Lesson 1.1. Planning the Project
Figure 1-1. Steps in planning a project.
Perhaps the most difficult step in Project 2003 is the first one: planning the project. Planning requires constant research and editing. In fact, you may find that the planning stage of a project doesn't really end until you're finished with the project.
So how can you prepare yourself, and what can you do to make this process pain-free? The illustration in Figure 1-1 shows a common progression of steps to take when planning a project, depending on the type of project you're tackling. Table 1-1 describes these steps in further detail. It is important to note, however, that these steps are merely guidelines for planning a project and will change depending on the type of project you are doing.
Table 1-1. Planning Steps
Define a project
Initiate the project: Clearly identify the purpose and goals of the project; estimate when key resources will be available to work on the project; make backup plans for key project components; and identify the project's constraints and limitations, such as the schedule, resources, budget, and scope.
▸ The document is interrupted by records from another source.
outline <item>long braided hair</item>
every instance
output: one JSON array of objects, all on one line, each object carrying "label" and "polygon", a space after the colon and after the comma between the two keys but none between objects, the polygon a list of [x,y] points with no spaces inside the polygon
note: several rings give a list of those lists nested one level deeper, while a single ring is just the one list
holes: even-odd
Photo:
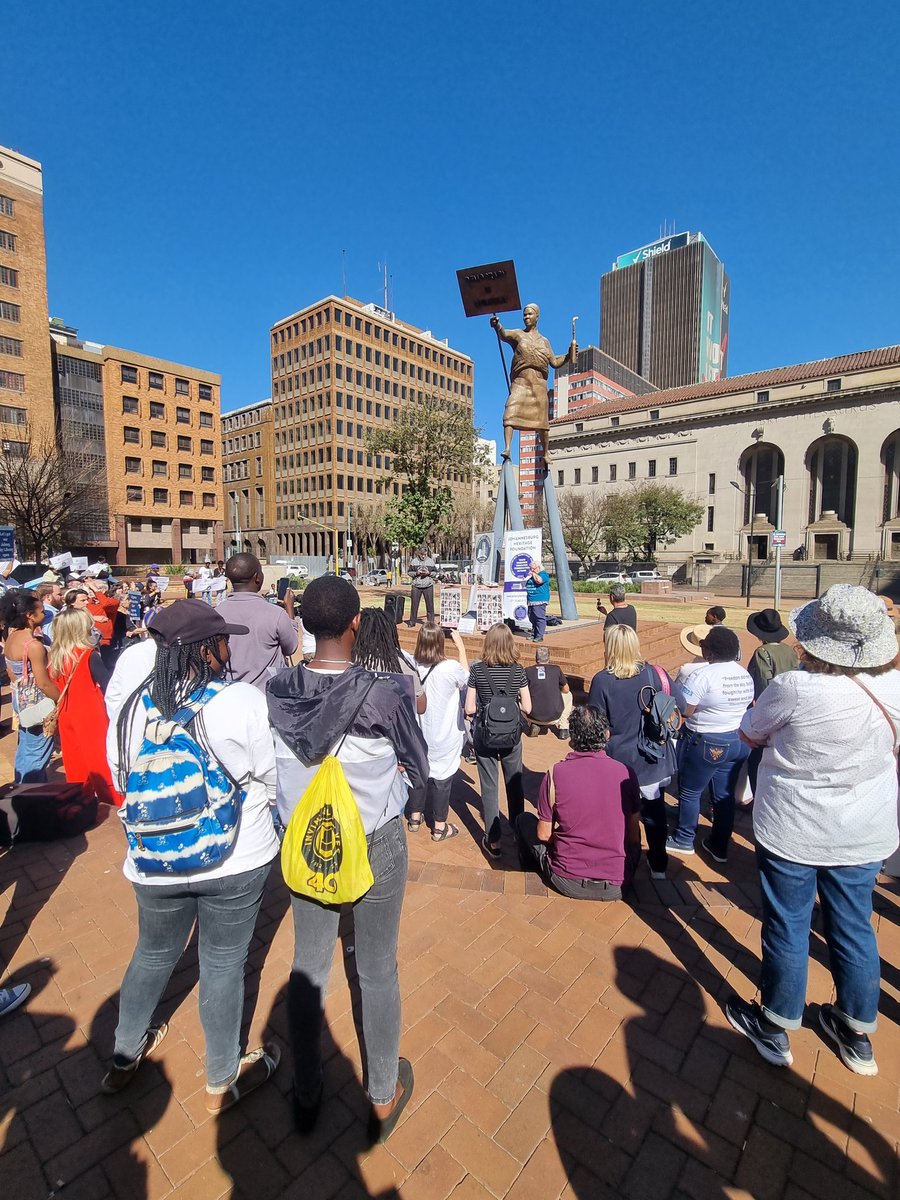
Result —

Start a project file: Create the project's file and set the project's properties, such as working time (i.e., Monday through Friday, 8 a.m. to 5 p.m.).
Define project deliverables: Define the actual product or service that meets the project's objectives.
Plan project activities
Define phases and create a task list: Enter the tasks required to complete the project, define the project's phases, and add any supporting information to the task.
Show the project's organization: Structure the tasks into their respective phases, and create a hierarchy of summary tasks and subtasks.
Organize the project into master project and subproject files: Complete a large project (master project) by completing smaller projects (subprojects).
Estimate task duration: Estimate how long a task will take to complete, considering nonworking time. Fine-tune duration with the Task Calendar.
Set task dependencies and constraints: Identify and link tasks that affect the progress of another task.
Create interrelationships with projects: Identify tasks in the master project that are dependent upon tasks in subprojects.
Plan for and gather resources
Estimate resource needs: Compile a list of all the resources you will need, and change the project duration as necessary. Also get input from others involved in the project.
Enter resource information and set working times: Update information about the resources, and set the hours they will work.
Share resources among projects: Sharing resources can help make it easier to manage a project's progress.
Assign resources to tasks: Assign resources to specific tasks and the amount of time they are expected to work on the task.
Plan project costs
Estimate costs: Research previous projects to estimate how much a task will cost.
Define and share cost information: Prepare a budget, establish a baseline plan, and share the information with the parties involved.
Prepare to manage costs: Set a fiscal year for the project, plan how to track and manage costs, and track the cash-flow plan.
Plan for quality and risks
Plan for quality: Define quality standards and determine how quality affects the overall scope of the project.
Identify and plan for risks: Research reliable resources, identify risks, and create a plan of action to handle risk events should they occur.
Plan security and communication
Set up methods for communicating project information: Decide and establish a procedure for how you want to share project information with everyone involved.
Protect project information: Depending on the communication resource you use, set passwords, specify security settings, etc.
Optimize a project plan
Optimize the project plan to meet the finish date, plan for resources, and complete the project within its budget constraints.
Distribute a project plan
Depending on how you share and communicate the project's information, distribute the project's plan online or in printed format.
Remember, you still have to plan the project yourself. Microsoft Project 2003 can only help you record and keep track of all the tasks, resources, and costs within it.